Premier passage derrière la caméra
Elle est aujourd’hui de retour sur les planches de Deauville, non seulement pour une carte blanche et une rencontre avec le public, mais aussi pour présenter son premier long-métrage comme réalisatrice, « The Chronology of Water », en français « La mécanique des fluides ».
Optant volontiers pour des projets loin des sentiers battus de Hollywood, Kristen Stewart adapte ici librement les mémoires de Lidia Yuknavitch, une jeune femme marquée par des maltraitances, y compris sexuelles, au sein de sa famille puis par des abus, des excès liés à des addictions à la drogue et à l’alcool. C’est grâce à l’écriture et à la natation, qu’elle trouvera une voie de résilience. Mère de famille, elle devient enseignante ainsi qu’une écrivaine moderne et singulière.
Prix du jury révélation
De ces mémoires que d’aucuns disaient inadaptables au cinéma, Kristen Stewart tire un film très abouti même si son récit est déstructuré, comme le personnage principal du livre, à coups de fragments, de morceaux de scènes inachevées traduisant à merveille le trouble, la violence et la douleur intime endurées par cette femme qui tente malgré tout de se reconstruire.

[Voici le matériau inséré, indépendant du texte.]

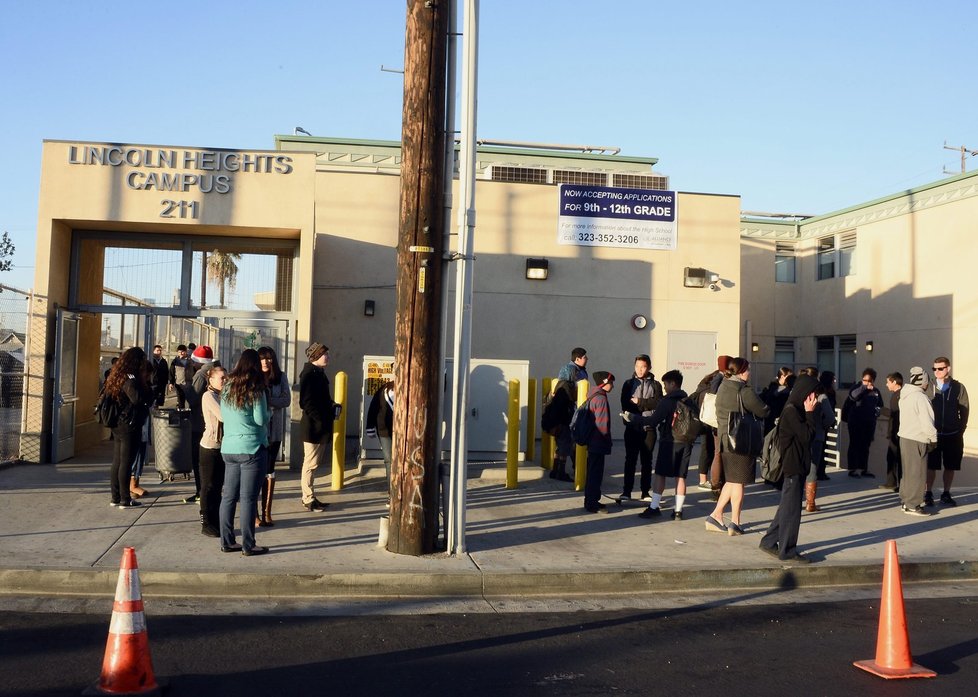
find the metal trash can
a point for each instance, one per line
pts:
(172, 442)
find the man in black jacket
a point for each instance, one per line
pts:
(951, 409)
(316, 426)
(795, 431)
(159, 376)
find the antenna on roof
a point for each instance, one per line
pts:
(964, 151)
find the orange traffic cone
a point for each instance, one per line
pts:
(893, 659)
(127, 668)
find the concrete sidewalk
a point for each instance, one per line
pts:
(59, 536)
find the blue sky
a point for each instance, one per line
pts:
(796, 107)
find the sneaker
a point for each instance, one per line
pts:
(797, 558)
(209, 531)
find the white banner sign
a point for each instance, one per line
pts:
(604, 216)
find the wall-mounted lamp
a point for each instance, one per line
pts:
(537, 269)
(699, 278)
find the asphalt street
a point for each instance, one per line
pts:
(762, 650)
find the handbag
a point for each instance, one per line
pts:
(745, 432)
(708, 409)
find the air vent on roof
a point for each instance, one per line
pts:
(640, 181)
(570, 176)
(522, 175)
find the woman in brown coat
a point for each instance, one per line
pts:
(738, 469)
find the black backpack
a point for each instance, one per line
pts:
(686, 425)
(582, 424)
(107, 411)
(771, 470)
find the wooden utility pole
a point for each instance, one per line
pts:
(414, 472)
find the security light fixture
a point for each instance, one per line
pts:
(537, 269)
(694, 277)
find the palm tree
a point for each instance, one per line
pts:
(222, 270)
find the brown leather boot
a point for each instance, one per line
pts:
(134, 489)
(811, 488)
(260, 517)
(270, 484)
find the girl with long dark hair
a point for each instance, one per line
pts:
(126, 384)
(244, 447)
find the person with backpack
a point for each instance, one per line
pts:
(639, 394)
(735, 395)
(127, 387)
(675, 446)
(555, 420)
(599, 443)
(796, 428)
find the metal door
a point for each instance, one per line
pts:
(65, 403)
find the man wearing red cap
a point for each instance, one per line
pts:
(600, 443)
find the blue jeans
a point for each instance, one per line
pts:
(243, 475)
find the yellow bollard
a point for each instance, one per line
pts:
(513, 434)
(580, 452)
(546, 440)
(531, 418)
(339, 431)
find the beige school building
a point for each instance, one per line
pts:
(142, 244)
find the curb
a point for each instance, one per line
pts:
(471, 584)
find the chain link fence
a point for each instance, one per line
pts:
(15, 307)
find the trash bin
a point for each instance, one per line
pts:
(172, 442)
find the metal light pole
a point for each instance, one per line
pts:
(463, 278)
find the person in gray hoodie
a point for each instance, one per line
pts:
(918, 436)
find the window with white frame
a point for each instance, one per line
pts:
(784, 351)
(837, 255)
(838, 354)
(784, 262)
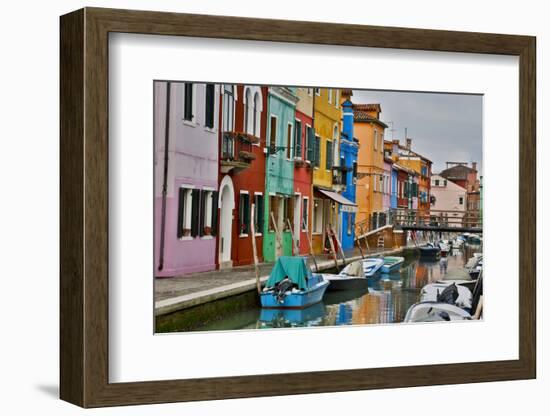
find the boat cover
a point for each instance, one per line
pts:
(294, 268)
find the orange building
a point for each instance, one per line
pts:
(369, 130)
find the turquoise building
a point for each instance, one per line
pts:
(279, 177)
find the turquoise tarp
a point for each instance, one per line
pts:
(293, 267)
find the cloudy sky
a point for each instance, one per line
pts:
(444, 127)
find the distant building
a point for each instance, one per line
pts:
(449, 197)
(466, 177)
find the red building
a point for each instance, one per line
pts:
(243, 122)
(303, 177)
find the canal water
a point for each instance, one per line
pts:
(387, 300)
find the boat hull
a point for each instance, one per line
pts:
(298, 300)
(338, 282)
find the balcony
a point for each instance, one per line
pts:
(236, 151)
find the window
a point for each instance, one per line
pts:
(188, 212)
(248, 117)
(317, 216)
(228, 107)
(258, 213)
(273, 212)
(209, 106)
(305, 214)
(188, 101)
(289, 213)
(256, 124)
(289, 140)
(329, 155)
(244, 214)
(310, 144)
(206, 213)
(297, 138)
(272, 133)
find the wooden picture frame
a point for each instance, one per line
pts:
(84, 207)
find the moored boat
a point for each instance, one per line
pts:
(429, 250)
(369, 266)
(435, 312)
(291, 284)
(392, 264)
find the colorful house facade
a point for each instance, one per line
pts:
(279, 175)
(349, 148)
(327, 119)
(304, 137)
(242, 172)
(369, 130)
(186, 179)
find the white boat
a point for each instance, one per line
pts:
(435, 312)
(434, 292)
(369, 266)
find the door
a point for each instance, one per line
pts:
(297, 222)
(227, 203)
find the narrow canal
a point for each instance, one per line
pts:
(387, 300)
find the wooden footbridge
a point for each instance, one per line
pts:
(422, 220)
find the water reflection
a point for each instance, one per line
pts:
(386, 301)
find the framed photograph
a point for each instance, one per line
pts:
(255, 207)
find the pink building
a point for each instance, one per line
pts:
(448, 196)
(186, 177)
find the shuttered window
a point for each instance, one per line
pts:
(209, 106)
(310, 144)
(244, 214)
(298, 138)
(258, 213)
(188, 102)
(329, 155)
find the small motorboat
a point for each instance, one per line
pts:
(435, 312)
(291, 284)
(288, 318)
(450, 292)
(392, 264)
(429, 250)
(355, 275)
(370, 267)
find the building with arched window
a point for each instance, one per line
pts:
(186, 181)
(241, 173)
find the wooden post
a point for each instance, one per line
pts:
(310, 244)
(277, 235)
(328, 232)
(292, 235)
(254, 251)
(339, 245)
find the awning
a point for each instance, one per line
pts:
(346, 204)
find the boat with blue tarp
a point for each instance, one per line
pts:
(392, 264)
(291, 284)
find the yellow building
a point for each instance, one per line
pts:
(369, 130)
(327, 115)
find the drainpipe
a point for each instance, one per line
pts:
(165, 177)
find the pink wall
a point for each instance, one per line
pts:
(193, 160)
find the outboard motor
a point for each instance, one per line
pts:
(448, 295)
(281, 288)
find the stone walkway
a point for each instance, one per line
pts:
(176, 293)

Ce film, « The Chronology of Water », a été présenté en compétition ce vendredi à Deauville. La projection a été suivie d’une rencontre avec le public, dans la salle de projection, comme le veut la tradition pour les films de la compétition. Kristen Stewart a alors expliqué les choix de son processus créatif : « Je n’ai pas essayé d’éviter de représenter les choses les plus dures, les plus traumatisantes. Parfois les réalisateurs ont besoin d’être explicites, parfois non. C’est cet équilibre que j’ai essayé de maintenir ».
On retiendra la prestation, dans le rôle principal de cette femme meurtrie au plus profond d’elle-même, de l’actrice Imogen Poots, dont l’interprétation viscérale est sidérante.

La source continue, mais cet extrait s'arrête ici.